SALCINES, J„ Concurs. CANADY, J., Concurs specially.

. Because this is an appeal from an order dismissing an action, the official record is limited. Therefore, many of the facts of this case are taken from elsewhere than the Father’s petition, for example from depositions as reported to the court by counsel. We provide the surrounding factual circumstances as the parlies have presented them to us to give a more complete picture of the case. However, the disposition of this case remains purely on the basis that the circuit court went beyond the four corners of the petition in dismissing the action.

. Section 742.091, Florida Statutes (2006) (Marriage of parents) provides:

If the mother of any child bom out of wedlock and the reputed father shall at any time after its birth intermarry, the child shall in all respects be deemed and held to be the child of the husband and wife, as though born within wedlock, and upon the payment of all costs and attorney fees as determined by the court, the cause shall be dismissed and the bond provided for in s. 742.021 shall be void. The record of the proceedings in such cases shall be sealed against public inspection in the interests of the child.

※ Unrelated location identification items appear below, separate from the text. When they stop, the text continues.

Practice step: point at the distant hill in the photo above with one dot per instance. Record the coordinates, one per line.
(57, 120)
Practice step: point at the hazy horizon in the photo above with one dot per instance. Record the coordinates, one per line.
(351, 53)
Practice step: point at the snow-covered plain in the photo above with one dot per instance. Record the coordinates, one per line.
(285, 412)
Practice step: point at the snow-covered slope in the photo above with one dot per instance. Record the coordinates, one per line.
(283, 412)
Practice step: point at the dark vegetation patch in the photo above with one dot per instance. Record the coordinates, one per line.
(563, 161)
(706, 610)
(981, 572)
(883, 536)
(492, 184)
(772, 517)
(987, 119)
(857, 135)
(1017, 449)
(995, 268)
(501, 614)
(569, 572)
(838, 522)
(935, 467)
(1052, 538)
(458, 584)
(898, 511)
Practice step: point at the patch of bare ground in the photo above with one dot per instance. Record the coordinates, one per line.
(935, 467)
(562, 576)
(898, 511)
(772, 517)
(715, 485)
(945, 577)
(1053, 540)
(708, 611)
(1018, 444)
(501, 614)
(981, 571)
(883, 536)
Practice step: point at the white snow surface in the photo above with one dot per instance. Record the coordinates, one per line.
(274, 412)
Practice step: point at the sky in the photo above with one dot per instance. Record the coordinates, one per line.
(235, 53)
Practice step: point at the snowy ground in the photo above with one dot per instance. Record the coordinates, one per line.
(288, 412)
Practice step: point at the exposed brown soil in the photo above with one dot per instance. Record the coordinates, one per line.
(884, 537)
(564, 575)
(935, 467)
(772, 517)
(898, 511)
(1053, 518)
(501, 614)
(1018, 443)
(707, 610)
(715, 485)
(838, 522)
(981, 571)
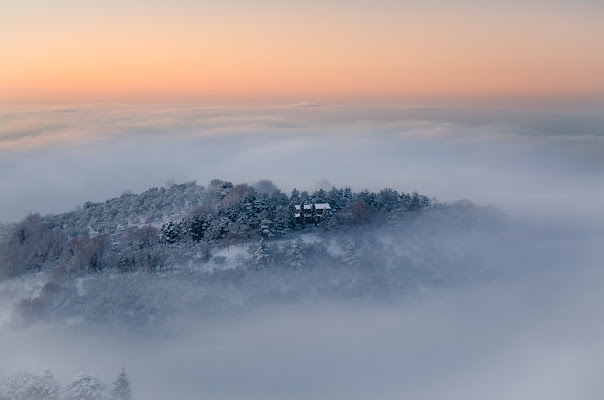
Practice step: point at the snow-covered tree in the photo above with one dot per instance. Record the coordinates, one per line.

. The language of section 742.091 has not changed between 2004 and 2006.

. See generally Chris W. Altenbernd, Quasi-Marital Children: The Common Law’s Failure in Privette and Daniel Calls for Statutory Reform, 26 Fla. St. U.L. Rev. 219, 228-30 (1999). The child in this case is not quite a "quasi-marital child" because she fits into none of the three types of quasi-marital children outlined by Judge Altenbernd.

. Moreover, although the Husband’s name appears on the child's birth certificate, the face of the birth certificate shows that it was issued on November 27, 2006, well after the Father instituted his paternity action.